As for PayPal for the Philippines, it’s a continuing advocacy. PayPal may have already set up here, but it’s still very limited. We can only use the service to pay or send money online, and not receive (not even to load up the account). We’re still pushing for full functionality. If you have not yet signed up, please do so. We would also appreciate any support (such as linking to us and/or displaying our banners).

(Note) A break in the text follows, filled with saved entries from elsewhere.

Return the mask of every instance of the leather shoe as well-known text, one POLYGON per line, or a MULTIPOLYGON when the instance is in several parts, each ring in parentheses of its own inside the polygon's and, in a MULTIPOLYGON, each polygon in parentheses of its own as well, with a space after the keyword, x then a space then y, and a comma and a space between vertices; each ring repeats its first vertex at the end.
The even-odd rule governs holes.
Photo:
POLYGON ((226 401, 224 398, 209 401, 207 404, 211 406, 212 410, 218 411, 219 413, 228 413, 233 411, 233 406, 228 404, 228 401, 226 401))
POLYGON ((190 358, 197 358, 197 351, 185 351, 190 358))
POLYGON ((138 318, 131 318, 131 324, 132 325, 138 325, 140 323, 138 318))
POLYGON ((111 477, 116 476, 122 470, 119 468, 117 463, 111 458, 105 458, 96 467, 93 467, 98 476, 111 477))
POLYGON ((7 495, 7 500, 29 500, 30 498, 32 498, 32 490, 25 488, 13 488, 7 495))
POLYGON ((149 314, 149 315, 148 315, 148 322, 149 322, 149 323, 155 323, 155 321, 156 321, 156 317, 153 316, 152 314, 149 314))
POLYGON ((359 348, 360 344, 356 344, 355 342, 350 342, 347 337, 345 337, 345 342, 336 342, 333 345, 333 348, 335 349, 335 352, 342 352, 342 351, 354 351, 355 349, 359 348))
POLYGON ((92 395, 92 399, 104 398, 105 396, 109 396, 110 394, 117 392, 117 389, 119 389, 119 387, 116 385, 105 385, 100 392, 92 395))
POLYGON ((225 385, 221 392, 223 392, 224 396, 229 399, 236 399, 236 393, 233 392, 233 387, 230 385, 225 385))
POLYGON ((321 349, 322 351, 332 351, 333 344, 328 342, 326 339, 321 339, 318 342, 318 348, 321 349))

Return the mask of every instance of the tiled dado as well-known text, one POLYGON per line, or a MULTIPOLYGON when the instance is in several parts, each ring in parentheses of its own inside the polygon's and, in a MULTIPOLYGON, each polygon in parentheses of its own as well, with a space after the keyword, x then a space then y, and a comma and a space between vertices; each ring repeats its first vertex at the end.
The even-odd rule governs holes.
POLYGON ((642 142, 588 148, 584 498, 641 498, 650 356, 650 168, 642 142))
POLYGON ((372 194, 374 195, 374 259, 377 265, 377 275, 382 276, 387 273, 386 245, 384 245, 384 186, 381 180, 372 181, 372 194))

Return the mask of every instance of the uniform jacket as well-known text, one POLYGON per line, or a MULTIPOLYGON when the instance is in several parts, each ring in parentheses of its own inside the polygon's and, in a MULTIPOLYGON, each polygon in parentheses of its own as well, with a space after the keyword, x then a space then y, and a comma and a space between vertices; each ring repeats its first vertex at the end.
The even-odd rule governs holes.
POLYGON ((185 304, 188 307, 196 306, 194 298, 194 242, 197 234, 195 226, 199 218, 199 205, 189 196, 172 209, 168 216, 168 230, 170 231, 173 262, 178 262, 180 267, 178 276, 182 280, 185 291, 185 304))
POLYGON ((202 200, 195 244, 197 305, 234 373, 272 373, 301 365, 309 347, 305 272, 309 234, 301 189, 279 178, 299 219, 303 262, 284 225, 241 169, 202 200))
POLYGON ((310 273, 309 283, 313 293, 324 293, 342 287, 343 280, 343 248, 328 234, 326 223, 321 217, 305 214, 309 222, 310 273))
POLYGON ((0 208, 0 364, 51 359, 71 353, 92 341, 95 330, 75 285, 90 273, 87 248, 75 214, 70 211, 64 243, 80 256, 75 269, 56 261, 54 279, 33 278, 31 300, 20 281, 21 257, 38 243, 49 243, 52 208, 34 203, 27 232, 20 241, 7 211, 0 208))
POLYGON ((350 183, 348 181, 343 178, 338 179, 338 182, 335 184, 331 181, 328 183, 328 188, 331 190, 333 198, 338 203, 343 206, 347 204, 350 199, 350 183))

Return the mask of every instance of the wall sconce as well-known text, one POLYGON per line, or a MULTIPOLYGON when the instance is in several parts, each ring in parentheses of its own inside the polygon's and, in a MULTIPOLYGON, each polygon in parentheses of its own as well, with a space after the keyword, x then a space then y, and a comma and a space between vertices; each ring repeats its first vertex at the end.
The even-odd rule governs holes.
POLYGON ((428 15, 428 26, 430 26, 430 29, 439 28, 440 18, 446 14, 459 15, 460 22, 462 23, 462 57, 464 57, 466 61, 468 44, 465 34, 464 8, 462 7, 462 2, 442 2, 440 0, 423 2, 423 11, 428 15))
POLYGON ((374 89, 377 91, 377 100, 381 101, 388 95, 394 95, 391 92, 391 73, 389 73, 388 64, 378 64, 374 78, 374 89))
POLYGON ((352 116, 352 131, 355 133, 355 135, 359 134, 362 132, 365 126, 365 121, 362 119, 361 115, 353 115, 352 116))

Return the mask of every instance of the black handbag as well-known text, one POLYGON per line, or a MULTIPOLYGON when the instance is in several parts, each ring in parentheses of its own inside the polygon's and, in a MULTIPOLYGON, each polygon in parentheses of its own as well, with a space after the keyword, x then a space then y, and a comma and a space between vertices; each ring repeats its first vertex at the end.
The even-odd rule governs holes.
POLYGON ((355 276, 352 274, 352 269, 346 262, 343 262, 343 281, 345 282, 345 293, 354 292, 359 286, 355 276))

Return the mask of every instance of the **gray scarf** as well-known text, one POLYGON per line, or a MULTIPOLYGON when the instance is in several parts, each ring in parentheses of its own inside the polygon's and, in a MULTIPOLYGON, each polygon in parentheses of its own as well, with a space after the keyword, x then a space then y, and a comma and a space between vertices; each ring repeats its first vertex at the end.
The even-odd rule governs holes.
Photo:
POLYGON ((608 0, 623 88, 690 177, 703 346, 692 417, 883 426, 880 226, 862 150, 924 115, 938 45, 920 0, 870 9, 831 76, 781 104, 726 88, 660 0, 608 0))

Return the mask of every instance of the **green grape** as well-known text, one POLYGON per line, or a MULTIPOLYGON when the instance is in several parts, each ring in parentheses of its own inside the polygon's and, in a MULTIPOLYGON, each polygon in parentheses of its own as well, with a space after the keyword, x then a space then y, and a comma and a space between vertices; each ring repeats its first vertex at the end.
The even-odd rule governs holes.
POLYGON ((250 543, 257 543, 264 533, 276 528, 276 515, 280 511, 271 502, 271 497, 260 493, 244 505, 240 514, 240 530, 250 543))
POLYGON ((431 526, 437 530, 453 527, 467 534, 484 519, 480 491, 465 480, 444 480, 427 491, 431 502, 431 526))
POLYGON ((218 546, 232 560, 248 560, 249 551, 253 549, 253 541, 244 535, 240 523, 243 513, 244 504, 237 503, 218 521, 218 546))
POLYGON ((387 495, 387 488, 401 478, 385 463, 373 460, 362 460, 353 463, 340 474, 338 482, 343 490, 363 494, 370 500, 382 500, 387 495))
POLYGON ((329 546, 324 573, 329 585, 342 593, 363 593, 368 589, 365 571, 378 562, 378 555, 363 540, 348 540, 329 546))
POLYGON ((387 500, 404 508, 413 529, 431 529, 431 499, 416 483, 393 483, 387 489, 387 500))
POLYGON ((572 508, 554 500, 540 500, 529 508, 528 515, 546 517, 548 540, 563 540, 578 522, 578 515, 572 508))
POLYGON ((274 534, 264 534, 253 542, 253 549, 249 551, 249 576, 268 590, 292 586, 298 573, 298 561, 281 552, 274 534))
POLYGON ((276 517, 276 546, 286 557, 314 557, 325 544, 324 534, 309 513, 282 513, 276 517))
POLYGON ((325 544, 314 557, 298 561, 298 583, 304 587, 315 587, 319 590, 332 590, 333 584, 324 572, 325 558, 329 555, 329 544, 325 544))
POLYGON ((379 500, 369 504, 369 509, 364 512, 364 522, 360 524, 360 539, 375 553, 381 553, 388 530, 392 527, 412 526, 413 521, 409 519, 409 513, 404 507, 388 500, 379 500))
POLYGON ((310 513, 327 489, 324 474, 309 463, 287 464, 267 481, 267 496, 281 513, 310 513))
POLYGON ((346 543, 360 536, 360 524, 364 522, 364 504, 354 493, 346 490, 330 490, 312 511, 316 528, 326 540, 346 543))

Check out my post on the “PayPal for the Philippines blog.”:http://www.paypalnow.com.ph/blog/archives/paypal-now-available-in-the-philippines/

PayPal has included the Philippines in its limited-functionality list. This means you can now register for an account and use it to pay online. That’s it. We still cannot do the following:

# Receive money
# Load up the account thru credit card
# Withdraw money into a bank account

It’s a good development, but not good enough. Pinoys can now buy and pay for stuff online. But we cannot receive funds from other PayPal (and credit card) users here and abroad, which is, I think, what we need more. We’re still hoping (and lobbying) for full-fledged PayPal functionalities.